Witty and irreverent observations, "high banter,'' Crawford said, kept their letters coming long after they met at a YMCA Youth in Government Conference on National Affairs in North Carolina in 1992. Crawford had driven 90 minutes from his home in Greenville, S.C. Kari took a 14-hour bus ride from Fort Myers.
Everyone departed with new ideas, educated opinions and an address directory. Kari and Crawford took home an indelible memory of him playing guitar and her singing along. From that brief encounter followed two decades as each other's closest confidant.
"We grew up with each other," Kari said, "just not together."
Occasionally they sent silly gifts. Sometimes the phone would ring. The mid 1990s brought email, followed by instant messages, texts, Facebook, Twitter and Skype.
Kari described nerve-wracking auditions during the five years she pursued an acting career in Los Angeles. Back in Florida, she directed marketing for the Tampa Chamber of Commerce, managed audience development at Straz Center for the Performing Arts and named herself Chief Squirrel at Jobsite, its resident theater.
When Crawford's dot.com dream didn't come true, the software developer regaled Kari with law school tribulations from the University of South Carolina. His New Year's Eve text greeting always arrived at midnight. But on Jan. 1, 2012, he added: Will this be the year we see each other?
"We'd better,'' replied Kari, ever the smart-aleck, "… the Mayans say the world is ending." A few days later, Crawford emailed his flight information.
"I've never been so nervous in my life," he said. "I've climbed dangerous cliffs, gone through traumatic health crises, but never been so unsure than getting on that airport tram."
"Worst case of stage fright in my life," injects Kari, leading lady of scores of plays.
First a hug. Five seconds later, a kiss. Thus began a year of constant travel between her home in Seminole Heights and his in Atlanta. How convenient that Kari was named director of marketing at Tampa International Airport in May 2012.
There was no formal engagement. "We just knew there would be a wedding some day," she said, just as they knew it would involve good friends and Carolina barbecue. Bibs would be provided; gifts would be politely discouraged.
Merging the stuff of two households was hard enough, not to mention blending pets — his cat and her two dogs and two cats. Instead, guests could donate to their matchmaker, the YMCA youth in government program, or Equality Florida, "so the next generation of Crawfords and Karis, Karis and Karis and Crawfords and Crawfords can meet," she said.

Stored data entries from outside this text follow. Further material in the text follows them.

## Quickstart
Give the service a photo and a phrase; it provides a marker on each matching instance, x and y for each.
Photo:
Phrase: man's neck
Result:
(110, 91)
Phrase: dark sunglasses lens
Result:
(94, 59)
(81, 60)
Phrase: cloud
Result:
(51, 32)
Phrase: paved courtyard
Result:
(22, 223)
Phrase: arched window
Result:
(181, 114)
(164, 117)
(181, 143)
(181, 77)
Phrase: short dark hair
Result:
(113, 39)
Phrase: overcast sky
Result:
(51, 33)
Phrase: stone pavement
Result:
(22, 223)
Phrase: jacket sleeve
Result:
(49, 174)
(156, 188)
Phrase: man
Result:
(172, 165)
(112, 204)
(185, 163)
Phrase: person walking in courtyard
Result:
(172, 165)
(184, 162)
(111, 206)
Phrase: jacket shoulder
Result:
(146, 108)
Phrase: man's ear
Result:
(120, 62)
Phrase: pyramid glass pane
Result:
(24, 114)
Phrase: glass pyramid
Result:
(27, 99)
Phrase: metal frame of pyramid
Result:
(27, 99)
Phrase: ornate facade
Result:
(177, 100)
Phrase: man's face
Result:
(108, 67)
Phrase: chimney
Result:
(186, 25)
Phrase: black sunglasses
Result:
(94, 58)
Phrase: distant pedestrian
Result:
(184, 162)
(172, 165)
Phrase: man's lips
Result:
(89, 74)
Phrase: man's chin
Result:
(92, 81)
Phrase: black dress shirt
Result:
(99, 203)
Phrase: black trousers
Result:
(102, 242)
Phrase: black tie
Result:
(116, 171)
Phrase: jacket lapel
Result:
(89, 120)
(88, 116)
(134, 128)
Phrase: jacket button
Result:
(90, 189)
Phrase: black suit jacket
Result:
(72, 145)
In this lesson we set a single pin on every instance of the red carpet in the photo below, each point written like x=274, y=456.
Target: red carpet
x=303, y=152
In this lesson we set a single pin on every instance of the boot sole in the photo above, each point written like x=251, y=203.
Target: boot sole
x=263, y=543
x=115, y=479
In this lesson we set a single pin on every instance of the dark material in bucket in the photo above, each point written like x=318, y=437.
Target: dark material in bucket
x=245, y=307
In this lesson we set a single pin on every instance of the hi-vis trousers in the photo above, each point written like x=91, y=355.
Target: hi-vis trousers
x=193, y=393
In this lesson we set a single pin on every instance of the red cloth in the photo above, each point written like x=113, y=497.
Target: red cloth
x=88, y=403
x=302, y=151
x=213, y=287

On April 20, they filled the Cedar House in Clearwater. Friends officiated — Kari's college pal, Broadway producer John Pinckard, and Crawford's YMCA mentor, Mary Bledsoe. Pinckard began with a reading from the movie The Princess Bride; Bledsoe followed with the Massachusetts Supreme Court's landmark decision, Goodridge v. the Boston Department of Public Health, allowing same-sex marriage. They high-fived and called for a coin toss to set the order of the vows.
Crawford went first, promising "to love, honor, respect and usually obey," followed by a pledge to "never give up childish things ... always try to make you laugh... and be proud to have such a remarkable, brilliant, funny, creative and strong woman as my wife."
Kari responded, "I always said that whoever married you would be the luckiest woman in the world. And... I was right."